Classical Economics Today
Essays in Honor of Alessandro Roncaglia
Anthem Press 2018
I met in Rome, at Sapienza University, with two of the three editors of a great new book in economics. Marcella Corsi is professor of economics at Sapienza University of Rome, Italy, and editor of the International Review of Sociology. Carlo D’Ippoliti is associate professor of economics at Sapienza University of Rome, Italy, and editor of PSL Quarterly Review. He is also one of the hosts of this channel. The third editor is Jan Kregel, director of research at the Levy Economics Institute of Bard College, USA, and professor of development finance at Tallinn University of Technology, Estonia. He is also co-editor of the Journal of Post-Keynesian Economics.
Classical Economics Today (Anthem Press, 2018) is a collection of essays in honour of Alessandro Roncaglia. It provides an overview on his contributions and on the Classical tradition in Economics. It is a history of ideas in Economics but also an attempt to discuss their contemporary relevance to economic policy and economic theory.
The contributors to the volume, like all classical economists in general, regard history as a useful tool of analysis rather than a specialist object of investigation.
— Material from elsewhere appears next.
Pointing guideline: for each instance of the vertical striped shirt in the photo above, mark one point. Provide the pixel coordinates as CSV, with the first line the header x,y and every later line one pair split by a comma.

By denying that a single, all-encompassing mathematical model can explain everything we are interested in, Classical political economy necessarily requires a comparison and integration of several pieces of theory as the only way to discuss economics and economic policy. Economists inspired by the Classical approach believe that economic theory is historically conditioned: as social systems evolve, the appropriate theory to represent a certain phenomenon must evolve too. Therefore, plurality in methods, including the history of economic thought, must be a deliberate choice, as evidenced by the essays in Classical Economics Today: Essays in Honor of Alessandro Roncaglia.
The book is a tribute to Alessandro Roncaglia, to his personality and his research interests. Roncaglia’s research is based on Schumpeter’s dictum that good economics must encompass history, economic theory and statistics, and therefore does not generally take the form of elegant formal models that are applicable to all and everything. In this direction, Roncaglia is inspired by the Classical economists of the past, and becomes a model for present-day Classical economists.
This is a book for economists, particularly for those who regard history of economic thought as a useful tool of analysis rather than a specialist object of investigation. But the book is approachable by students and non-economists too. The non-expert reader would be delighted to discover that economics is different to what they expected.
Andrea Bernardi is Senior Lecturer in Employment and Organization Studies at Oxford Brookes University in the UK. He holds a doctorate in Organization Theory from the University of Milan, Bicocca. He has held teaching and research positions in Italy, China and the UK. Among his research interests are the use of history in management studies, the co-operative sector, and Chinese co-operatives. His latest project is looking at health care in rural China. He is the co-convener of the EAEPE’s permanent track on Critical Management Studies.